Но и все эти проблемы еще кое-как получали у поздних платоников некоторого рода твердую и определенную систему. А вот что им уже совсем никак не удавалось – это понять мир как абсолютно неделимую субстанцию, как то Единое, которое превыше всякого Ума и всякой сущности. Даже Нумений, наиболее близко подошедший к этой проблеме, и тот все еще продолжал именовать свое наивысшее начало не чем иным, как только Умом. Он всячески отделял этот свой высший ум от того низшего ума, который вместе с душой движет космосом. Но все-таки даже и Нумений не имел такой универсальной интуиции, которой требовало от него римское мышление, именно интуиции такого Единого, которое превыше всякого Ума и всякой сущности, потому что обнимает и все то, что вне Ума и вне сущности.

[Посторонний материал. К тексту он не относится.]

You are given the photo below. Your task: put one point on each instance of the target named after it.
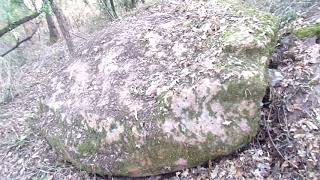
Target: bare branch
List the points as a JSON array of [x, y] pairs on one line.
[[15, 24], [20, 42]]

И нетрудно понять, почему проблема Единого не могла получить достаточной разработки у поздних платоников наряду с другими философскими категориями. Дело в том, что стоицизм, который пытались преодолеть поздние платоники II в. н.э., упорно отстаивал позицию, заставлявшую его трактовать все бытие как чисто телесное. В этом мировом теле не так трудно было найти мировую Душу и мировой Ум, поскольку мировая Душа была реальным двигателем всего телесного, а мировой Ум трактовался как средоточие всего целесообразного, целенаправленного и точно сформированного, что было в мире. Но найти и формулировать такое Единое, которое держало бы весь мир как бы в единой точке и в котором совпадали бы все телесные, душевные или умственные противоположности, – это было задачей весьма тяжелой и требовало весьма тонкой и глубокой диалектики, на почву которой поздние платоники пытались становиться, но не всегда удачно, сводя диалектику как единство противоположностей только на логическое разделение и оформление стоического хаоса жизни. Не мудрено поэтому, что проблема Единого оказалась самой последней проблемой, которая торжествовала свою победу над материалистическим стоицизмом.

Неоплатоническое Единое нисколько не мешало общематериалистическому мироощущению, но оно было таким его окончательным заострением и завершением, формулировать которое было очень трудно и которое хронологически оказалось самой последней проблемой, завершавшей победу платонизма над стоицизмом.

Вот почему все центральные категории неоплатонизма уже были разработаны поздними платониками II в. н.э., но только не категория Единого. С появлением этого Единого и с его точной формулировкой как раз и начался неоплатонизм, началась завершительная сфера римского мышления, начался завершительный предел мировой Римской империи. Но тем самым, конечно, начался и конец и Римской империи и всего античного мира. С постепенным разрушением Римской империи, то есть с постепенным возвышением не языческого, не безличностного, но уже чисто христианского личного Единого, разрушалось и неоплатоническое учение об Едином. Но все-таки это разрушение продолжалось по меньшей мере четыре века.

Кроме общеизвестной греческой литературы, в которой коренится неоплатонизм, в настоящее время можно указать на так называемые кумранские рукописи, находимые с 1947 г. в районе Мертвого моря и относящиеся ко II в. до н.э. – I в. н.э., где, несомненно, содержатся намеки на неоплатоническое представление о благе и красоте. Об этом – Сadiоu R. Esthetique et sensibilite au debut du neoplatonisme. – "Revue philosophique de la France et de l'etranger", 1967, N 1, p. 71-78.